Hacker guide
Introduction
Welcome Hackers! The purpose of this guide is to give you a quick start as well as a safe haven to help you maximize your time during the hackathon.
As we all know, time flies during a hackathon!
Vectara Overview
Vectara is the trusted platform for enterprise conversational AI and agentic RAG. As an end-to-end AI agent platform, deployed on-prem, in VPC, or utilized as a SaaS, Vectara delivers the shortest path to a correct answer/action while mitigating / correcting hallucinations and providing high-precision results.
Vectara is an API-based service, with support for data ingest, file upload, query, chat and agentic capabilities.
Vectara provides RAG-as-a-service or Agent-as-a-service. What does that mean?
It means we take care of all the heavy lifting during both data ingest (text extraction, chunking, embedding and storing in the vector store) as well as during query and retrieval (embedding of the query, neural search or hybrid search, reranking and calling the LLM) – so you don’t have to. Instead you can focus your efforts on building your RAG or AI Agent application.
Use-cases include:
- Conversational AI: provide direct answers to specific questions based on the data and build agentic chatbots that can hold full conversations with humans, with back-and-forth exchanges. Here is a demo for conversational AI with using Vectara.
- Document Generation: Leverage your enterprise data to generate deeply specific responses, providing productivity and next-level accuracy and voice.
- Semantic (Neural) Search: build applications powered by fast and powerful semantic search that finds documents that match the user’s intent.
Getting Started with Vectara
You can get to know Vectara’s features in 5 minutes:
We have more resources to help you build apps with Vectara:
- The Quick Start guide shows you how to use the Vectara Console.
- Read the API recipes for common patterns with our APIs.
- Our API playground shows you how Vectara’s API requests and responses are structured.
- See “Additional resources” below for a comprehensive list.
General guidelines:
- Vectara offers a 30-day free trial complete with nearly all of the enterprise features of the platform.
- Use the Indexing API to ingest text data into a Vectara corpus or the File Upload API to upload files such as PDF, PPT, or DOC.

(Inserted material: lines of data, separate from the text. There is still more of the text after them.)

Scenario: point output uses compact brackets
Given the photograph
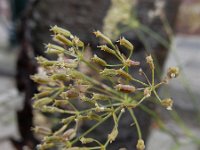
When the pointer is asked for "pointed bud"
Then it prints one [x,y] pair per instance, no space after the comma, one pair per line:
[124,42]
[59,30]
[107,49]
[140,145]
[173,72]
[99,61]
[168,103]
[149,60]
[125,88]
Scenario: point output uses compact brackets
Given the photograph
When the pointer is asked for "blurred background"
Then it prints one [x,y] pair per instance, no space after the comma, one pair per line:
[170,29]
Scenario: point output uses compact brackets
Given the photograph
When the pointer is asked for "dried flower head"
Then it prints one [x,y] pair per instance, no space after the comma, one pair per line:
[173,72]
[140,145]
[168,103]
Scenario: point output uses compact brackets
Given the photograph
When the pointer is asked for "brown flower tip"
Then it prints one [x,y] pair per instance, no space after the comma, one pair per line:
[140,145]
[168,103]
[173,72]
[125,88]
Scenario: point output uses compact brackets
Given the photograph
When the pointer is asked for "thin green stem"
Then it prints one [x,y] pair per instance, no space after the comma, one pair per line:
[136,123]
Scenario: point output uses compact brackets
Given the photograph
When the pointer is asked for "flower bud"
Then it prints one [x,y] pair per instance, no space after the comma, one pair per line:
[41,102]
[168,103]
[140,145]
[42,130]
[62,39]
[125,88]
[108,72]
[124,42]
[113,135]
[107,49]
[69,134]
[149,60]
[124,74]
[130,63]
[147,92]
[76,41]
[58,30]
[86,140]
[99,61]
[45,146]
[105,38]
[173,72]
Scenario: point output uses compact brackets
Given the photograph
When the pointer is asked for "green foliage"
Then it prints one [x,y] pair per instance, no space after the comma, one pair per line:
[62,86]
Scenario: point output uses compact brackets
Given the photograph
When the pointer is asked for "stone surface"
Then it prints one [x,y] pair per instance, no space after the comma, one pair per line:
[185,92]
[185,53]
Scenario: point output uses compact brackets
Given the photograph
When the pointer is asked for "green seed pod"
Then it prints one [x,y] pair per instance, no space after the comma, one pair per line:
[140,145]
[99,61]
[68,120]
[52,139]
[41,95]
[124,42]
[39,79]
[42,130]
[72,93]
[130,63]
[60,76]
[173,72]
[107,49]
[124,74]
[69,134]
[76,41]
[60,38]
[113,135]
[54,49]
[86,140]
[149,60]
[108,72]
[147,92]
[51,109]
[105,38]
[125,88]
[45,146]
[168,103]
[61,103]
[58,30]
[41,102]
[97,96]
[45,62]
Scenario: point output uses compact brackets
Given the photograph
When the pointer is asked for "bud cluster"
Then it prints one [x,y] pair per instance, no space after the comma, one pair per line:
[64,89]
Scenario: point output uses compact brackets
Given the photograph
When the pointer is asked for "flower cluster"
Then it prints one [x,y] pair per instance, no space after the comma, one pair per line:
[113,90]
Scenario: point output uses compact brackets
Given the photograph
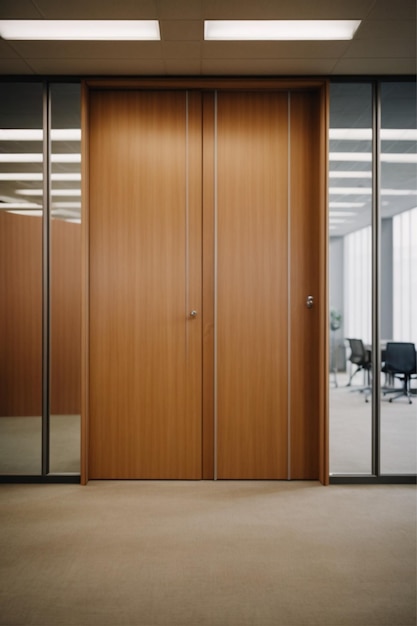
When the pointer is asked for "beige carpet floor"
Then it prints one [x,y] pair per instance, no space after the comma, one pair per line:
[207,554]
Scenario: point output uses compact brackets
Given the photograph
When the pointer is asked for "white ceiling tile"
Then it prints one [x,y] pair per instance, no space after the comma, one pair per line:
[269,67]
[385,43]
[387,29]
[181,49]
[180,9]
[88,49]
[185,30]
[381,66]
[181,67]
[97,9]
[100,67]
[291,9]
[273,49]
[380,48]
[14,66]
[7,51]
[18,9]
[390,10]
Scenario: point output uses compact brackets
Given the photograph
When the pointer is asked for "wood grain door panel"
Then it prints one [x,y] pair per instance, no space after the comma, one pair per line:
[251,291]
[145,254]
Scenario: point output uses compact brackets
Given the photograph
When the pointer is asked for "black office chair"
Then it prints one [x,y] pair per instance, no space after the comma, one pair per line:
[400,363]
[359,356]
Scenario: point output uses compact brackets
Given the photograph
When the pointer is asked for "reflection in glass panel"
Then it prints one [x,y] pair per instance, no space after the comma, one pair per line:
[65,279]
[398,277]
[350,272]
[20,278]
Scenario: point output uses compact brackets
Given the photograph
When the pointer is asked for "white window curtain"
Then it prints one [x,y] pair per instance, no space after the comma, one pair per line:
[405,276]
[358,285]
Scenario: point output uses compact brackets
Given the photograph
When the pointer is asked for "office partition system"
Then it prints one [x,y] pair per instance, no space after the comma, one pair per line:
[372,252]
[373,287]
[40,316]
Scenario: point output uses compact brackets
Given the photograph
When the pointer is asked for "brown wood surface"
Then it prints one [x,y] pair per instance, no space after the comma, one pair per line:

- Use the Query API to run queries against the ingested data. A query can be used to retrieve search results, generate a summary, or add a new message to a multi-turn chat.
- To build AI Agents, use the Agentic APIs.
- The Console provides a unified view of information about your Vectara account and corpora. You can also run example queries in the console for quick experimentation.
Common Questions
What is HHEM?
- HHEM stands for “Hughes Hallucination Evaluation Model” and is an open source model created by Vectara that can evaluate hallucinations in LLM generated responses.
- You can find on Hugging Face the Model card and the LLM Leaderboard
- Blog posts:
- Introducing HHEM
- New and improved HHEM-2.1
A commercial-strength version of HHEM is integrated into the Vectara platform (called FCS or Factual Consistency Score) and can be returned automatically with every API Query request, or called directly as an independent API call.
What is the Vectara Hallucination Corrector?
Vectara API provides a service to correct hallucinations. If your response from RAG or an AI Agent is suspected to be hallucinated, you can use the Vectara Hallucination Corrector (VHC) to correct it.
Here is the API, and you can also see this example notebook for usage examples.
How can I use Vectara Agents?
You can create agents using our Agents API. See this blog post for the launch announcement
What is the Boomerang embedding model?
Boomerang is the name of Vectara’s SOTA embedding model. This model encodes text from your data as “vector embeddings” and is used to power the high performance retrieval process that is part of the RAG pipeline.
Read more about Boomerang, and the importance of using a good retrieval model for getting best results from RAG.
To learn more about embedding models, please see this short course.
What is Mockingbird?
Mockingbird is Vectara’s large language model (LLM) that is trained specifically to excel at RAG-related tasks. This also increases the data security of our end-to-end pipeline because you never send your data to a third party LLM provider.
Check out our blog posts to learn more about Mockingbird’s features and evaluation metrics.
What is reranking and why is it important?
Reranking is the process of reordering the retrieved search results and occurs in between the retrieval and generation steps. Reranking can have many effects, such as increasing the diversity of the search results used in the generated response. This ensures that the search results that are used for the generated response do not have redundant information, creating a more comprehensive answer.
To learn more about reranking and how to add a reranker to your application, check out this blog post and our reranker documentation page.
Can I stream the RAG response?
Yes, Vectara supports streaming outputs. You can stream the response output by simply adding “stream_response”: true to your query body.
Check out the API API reference or our Query docs to learn more.
Does Vectara provide an SDK?
Yes, we have both a Python and Typescript APIs. They are both in beta right now.